Un serveur efféminé radine et me pose une question en suisse-allemand.

— Vous parlez français, mec ?

— Un peu, affirme l’évanescent, j’ai servi quatre ans à Tabarin !

Il me dit :

— Vous êtes de Paname, non ?

— Ça se voit ?

— Et ça s’entend…

Il me défrime…

— Dites donc…

— Hum !..

— Vous ne feriez pas du cinéma par hasard ?

— Non, pourquoi ?

— J’ai l’impression d’avoir vu votre photo quelque part…

Des perles de sueur irisent mon nez[12].

— Il s’agit d’une ressemblance. Tout le monde me dit que je donne de l’air à Cary Grant.

— Moi je ne trouve pas, affirme le tordu.

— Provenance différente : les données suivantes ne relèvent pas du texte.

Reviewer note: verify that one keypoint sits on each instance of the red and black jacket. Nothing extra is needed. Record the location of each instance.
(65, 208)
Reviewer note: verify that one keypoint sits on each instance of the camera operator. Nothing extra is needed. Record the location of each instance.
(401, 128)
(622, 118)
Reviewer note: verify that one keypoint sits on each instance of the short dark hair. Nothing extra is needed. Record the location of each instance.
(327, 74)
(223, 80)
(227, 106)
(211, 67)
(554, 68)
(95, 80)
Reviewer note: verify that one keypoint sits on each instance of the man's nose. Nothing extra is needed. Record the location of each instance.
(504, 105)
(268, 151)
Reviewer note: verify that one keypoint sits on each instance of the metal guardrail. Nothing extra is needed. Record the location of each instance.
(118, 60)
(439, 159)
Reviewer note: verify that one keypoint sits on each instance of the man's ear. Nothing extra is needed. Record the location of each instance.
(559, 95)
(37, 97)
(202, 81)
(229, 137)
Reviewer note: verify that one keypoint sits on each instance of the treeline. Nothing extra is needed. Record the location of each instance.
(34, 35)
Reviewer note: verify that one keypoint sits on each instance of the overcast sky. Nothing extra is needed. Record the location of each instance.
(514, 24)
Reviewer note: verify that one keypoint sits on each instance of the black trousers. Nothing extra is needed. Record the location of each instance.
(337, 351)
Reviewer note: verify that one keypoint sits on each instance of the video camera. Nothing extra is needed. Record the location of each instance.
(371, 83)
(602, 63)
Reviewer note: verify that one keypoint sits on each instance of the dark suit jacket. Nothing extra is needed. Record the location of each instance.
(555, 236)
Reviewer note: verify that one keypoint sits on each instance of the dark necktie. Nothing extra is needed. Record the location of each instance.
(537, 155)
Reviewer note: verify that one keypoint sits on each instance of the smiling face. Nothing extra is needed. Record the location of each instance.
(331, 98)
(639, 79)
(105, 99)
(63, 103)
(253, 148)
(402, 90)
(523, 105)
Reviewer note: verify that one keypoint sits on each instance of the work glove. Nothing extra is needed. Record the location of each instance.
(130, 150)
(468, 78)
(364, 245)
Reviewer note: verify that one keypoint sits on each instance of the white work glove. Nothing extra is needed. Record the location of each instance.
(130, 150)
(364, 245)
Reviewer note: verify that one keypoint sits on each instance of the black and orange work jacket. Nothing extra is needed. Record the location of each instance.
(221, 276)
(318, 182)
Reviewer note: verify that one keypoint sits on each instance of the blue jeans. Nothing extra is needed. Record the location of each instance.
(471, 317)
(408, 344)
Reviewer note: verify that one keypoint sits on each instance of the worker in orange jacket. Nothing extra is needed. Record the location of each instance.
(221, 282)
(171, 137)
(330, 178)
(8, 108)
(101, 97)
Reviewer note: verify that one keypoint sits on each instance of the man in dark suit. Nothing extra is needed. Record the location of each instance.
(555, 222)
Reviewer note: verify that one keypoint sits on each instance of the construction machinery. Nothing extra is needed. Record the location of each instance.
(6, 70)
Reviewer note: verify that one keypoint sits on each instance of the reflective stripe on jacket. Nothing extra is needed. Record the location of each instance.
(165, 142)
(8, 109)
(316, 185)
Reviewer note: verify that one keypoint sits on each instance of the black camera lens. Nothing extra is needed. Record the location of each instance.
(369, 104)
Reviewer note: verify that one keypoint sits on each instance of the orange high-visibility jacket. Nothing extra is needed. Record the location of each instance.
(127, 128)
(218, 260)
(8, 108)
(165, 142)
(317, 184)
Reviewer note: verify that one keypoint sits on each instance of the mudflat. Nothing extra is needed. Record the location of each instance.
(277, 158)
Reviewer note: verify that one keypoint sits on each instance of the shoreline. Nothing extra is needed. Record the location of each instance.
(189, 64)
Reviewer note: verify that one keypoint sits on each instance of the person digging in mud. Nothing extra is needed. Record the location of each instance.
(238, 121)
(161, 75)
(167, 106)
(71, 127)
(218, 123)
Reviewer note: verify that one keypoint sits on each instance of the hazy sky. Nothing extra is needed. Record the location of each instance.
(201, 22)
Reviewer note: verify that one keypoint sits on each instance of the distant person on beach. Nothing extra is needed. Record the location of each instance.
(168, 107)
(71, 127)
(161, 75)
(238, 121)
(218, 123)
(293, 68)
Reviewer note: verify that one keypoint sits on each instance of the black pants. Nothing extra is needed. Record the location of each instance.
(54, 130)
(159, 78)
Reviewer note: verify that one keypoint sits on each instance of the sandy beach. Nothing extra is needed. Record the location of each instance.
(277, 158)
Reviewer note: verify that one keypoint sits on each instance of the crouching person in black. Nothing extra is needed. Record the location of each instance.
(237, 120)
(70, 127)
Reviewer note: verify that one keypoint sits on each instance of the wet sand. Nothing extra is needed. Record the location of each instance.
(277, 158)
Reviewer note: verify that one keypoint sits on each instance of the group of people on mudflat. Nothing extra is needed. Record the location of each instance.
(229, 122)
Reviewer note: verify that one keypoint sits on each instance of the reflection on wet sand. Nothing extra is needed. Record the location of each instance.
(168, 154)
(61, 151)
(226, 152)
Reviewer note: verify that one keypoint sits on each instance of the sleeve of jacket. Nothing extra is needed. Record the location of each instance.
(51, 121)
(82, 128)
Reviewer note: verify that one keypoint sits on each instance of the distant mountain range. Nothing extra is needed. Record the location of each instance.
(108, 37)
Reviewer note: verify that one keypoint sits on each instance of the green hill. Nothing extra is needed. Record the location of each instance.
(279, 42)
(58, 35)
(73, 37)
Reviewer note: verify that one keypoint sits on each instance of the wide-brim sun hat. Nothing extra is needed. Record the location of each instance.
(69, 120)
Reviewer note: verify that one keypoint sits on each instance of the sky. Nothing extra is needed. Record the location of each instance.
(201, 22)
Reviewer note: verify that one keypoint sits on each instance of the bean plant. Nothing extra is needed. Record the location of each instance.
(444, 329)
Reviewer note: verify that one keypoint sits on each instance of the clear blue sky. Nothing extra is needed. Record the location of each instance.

— Je suis plus près de Gabriello, à votre avis ?

— Je n’ai pas dit ça…

Je ne tiens pas à pousser les plaisanteries trop loin car ça m’embêterait qu’il aille chercher un canard du jour.

— Donnez-moi une choucroute et une bouteille de blanc…

— Duquel ?

— Du chouette !

— Bien, monsieur…

Il s’éloigne d’une allure sautillante. Je continue de surveiller Mathias. J’ai idée que le couple attend quelqu’un… Il est peut-être avec une gisquette qu’il a levée à Berne, et les autres tordus du réseau vont s’annoncer pour casser la cabane.

Si j’ai un conseil à me donner, c’est d’ouvrir l’œil, et, de préférence, le bon.

Je suis de toute manière interposé entre la sortie et Mathias. Je vais attendre, peut-être trouverai-je le moyen de l’alerter discrètement.

Le garçon qui fut parisien et qui est resté de la jaquette flottante, radine, triomphant, portant un immense plat d’argent sur lequel fume une monumentale choucroute. Son fumet me titille les glandes. J’ai une faim d’ogre…

5

Sans me forcer, je liquide la charretée de choucroute, les saucisses fumées, le lard, le jambon, les patates. La boutanche de blanquet y passe. Quand je repousse mon assiette, je me sens énorme comme les Peter Sisters réunies.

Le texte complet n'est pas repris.